This brings us to our last powerful word, ascension. This is perhaps the most misunderstood word of all, absurdly thought of as somehow hurdling upward with flapping robes into a heaven thought to be in the sky somewhere. This must be the place where all the helium balloons go as they escape the grip of children’s hands. This is a child’s understanding of ascension, going up someplace physically. No it is not that at all. Some accepted synonyms of ascension are to rise, to climb, to scale, to move up. We can say that ascension refers to rising, climbing, soaring in frequency, refinement, capability, dimensionality. As a person matures they achieve a broader perspective, a greater understanding, more sophistication. Yes, metaphorically speaking it is as if they climb like a bird into the sky where they can see so much more yet they do not do this physically. They do it mentally, emotionally, and spiritually. When they have properly put spirituality back into the higher perspective and have resurrected their own essence, then they are ready to ascend even further in their understanding of who they are in relation to Spirit.

Now some might say, “but what about the saints who are known to have levitated up into the air and so on.

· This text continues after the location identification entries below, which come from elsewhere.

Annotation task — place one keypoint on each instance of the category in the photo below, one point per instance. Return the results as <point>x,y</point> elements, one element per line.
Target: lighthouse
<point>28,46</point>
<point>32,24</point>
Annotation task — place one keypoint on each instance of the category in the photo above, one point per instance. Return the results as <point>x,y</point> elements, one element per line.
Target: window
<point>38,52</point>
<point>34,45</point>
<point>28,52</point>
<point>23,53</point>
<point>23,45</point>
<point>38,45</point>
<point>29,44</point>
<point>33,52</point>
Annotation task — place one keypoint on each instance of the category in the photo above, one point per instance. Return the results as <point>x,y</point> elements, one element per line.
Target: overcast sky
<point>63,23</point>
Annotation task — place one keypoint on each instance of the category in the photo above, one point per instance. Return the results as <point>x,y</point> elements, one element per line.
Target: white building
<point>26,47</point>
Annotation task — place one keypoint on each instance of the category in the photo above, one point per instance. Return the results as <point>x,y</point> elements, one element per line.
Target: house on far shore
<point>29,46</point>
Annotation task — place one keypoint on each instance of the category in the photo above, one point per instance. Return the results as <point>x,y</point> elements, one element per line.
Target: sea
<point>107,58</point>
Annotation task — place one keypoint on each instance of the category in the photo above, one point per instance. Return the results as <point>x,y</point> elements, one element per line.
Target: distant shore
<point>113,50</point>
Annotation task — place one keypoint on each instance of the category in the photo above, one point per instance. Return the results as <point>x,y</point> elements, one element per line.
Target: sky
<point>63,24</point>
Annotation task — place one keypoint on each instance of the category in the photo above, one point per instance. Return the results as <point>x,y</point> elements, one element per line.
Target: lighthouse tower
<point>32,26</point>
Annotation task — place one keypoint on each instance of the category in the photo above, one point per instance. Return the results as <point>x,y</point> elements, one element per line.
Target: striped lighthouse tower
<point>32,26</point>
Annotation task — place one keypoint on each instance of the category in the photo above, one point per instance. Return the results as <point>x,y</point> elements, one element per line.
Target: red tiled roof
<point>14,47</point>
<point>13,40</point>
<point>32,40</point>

I will not deny that this is so. There are many accounts of enlightened human beings from all religious perspectives who levitated off the ground or so it appeared. We have to remember that to an enlightened being what we call reality is but a dream. In dreams people can do anything and they often do break the normal rules of science. We assume this means that miracles do happen but the question is, do we call them miracles if they happen in a dream state? No, we call it normal behavior for a dream. People dream about flying all the time and no one thinks it at all strange. It is only considered strange if we draw a distinction between waking states and dreaming states. Enlightened folks like Jesus knew there was actually no difference. Flying in dreams or in waking states simply means that the person is free of all the constraints that usually run them. They are free to move three dimensionally. That’s nice but it doesn’t mean that heaven is up. What if two saints were both levitating on opposite sides of the planet? They would be going in opposite directions? Are they both headed for heaven? That is a little silly. As many great beings have said, heaven is right here, right now, any time you want to access it. So is so-called hell.

We now have our simple three steps to enlightenment that are to be found universally throughout the world.

  1. First is the crucifixion of the personality by the parasitical ego and all the attendant suffering that goes with that. With maturity we turn the tables and now the ego-false personality is the one to be crucified or sacrificed on the altar of truth.
  2. Next comes the resurrection, the remembering and restoring of essence to its rightful place of importance.
  3. Finally comes Ascension. When essence is remembered and restored the I Am presence ascends to its rightful place and a whole new perspective opens up. Heaven on Earth becomes possible. We can call that a high state, not up in the clouds but right here on the ground.

The Jesus story like other stories that came before (The Egyptian story of Osiris) are about this three step process leading us to awakening. It is a simple map to the terrain of how we grow up, how we graduate from ignorance, how we escape what seems to be the trap of the circle of samsara, the endless wheel of suffering we seem to be stuck on as human beings. It is all a passion play, a real seeming game that involves obstacles to set us back and a goal that can be scored. In their originally conceived form, games are designed to be fun and interesting. However in the midst of hard play, like football, as you are picking yourself out of the mud with a broken arm, you may temporarily forget that it is really just a game. The game has steps and stages like quarters, first downs, and kick offs that allow one to advance or not. At first you lose a lot and then you gain in skill and strategy and eventually you start winning. That is how all games are. That is how the human being game is, three long steps.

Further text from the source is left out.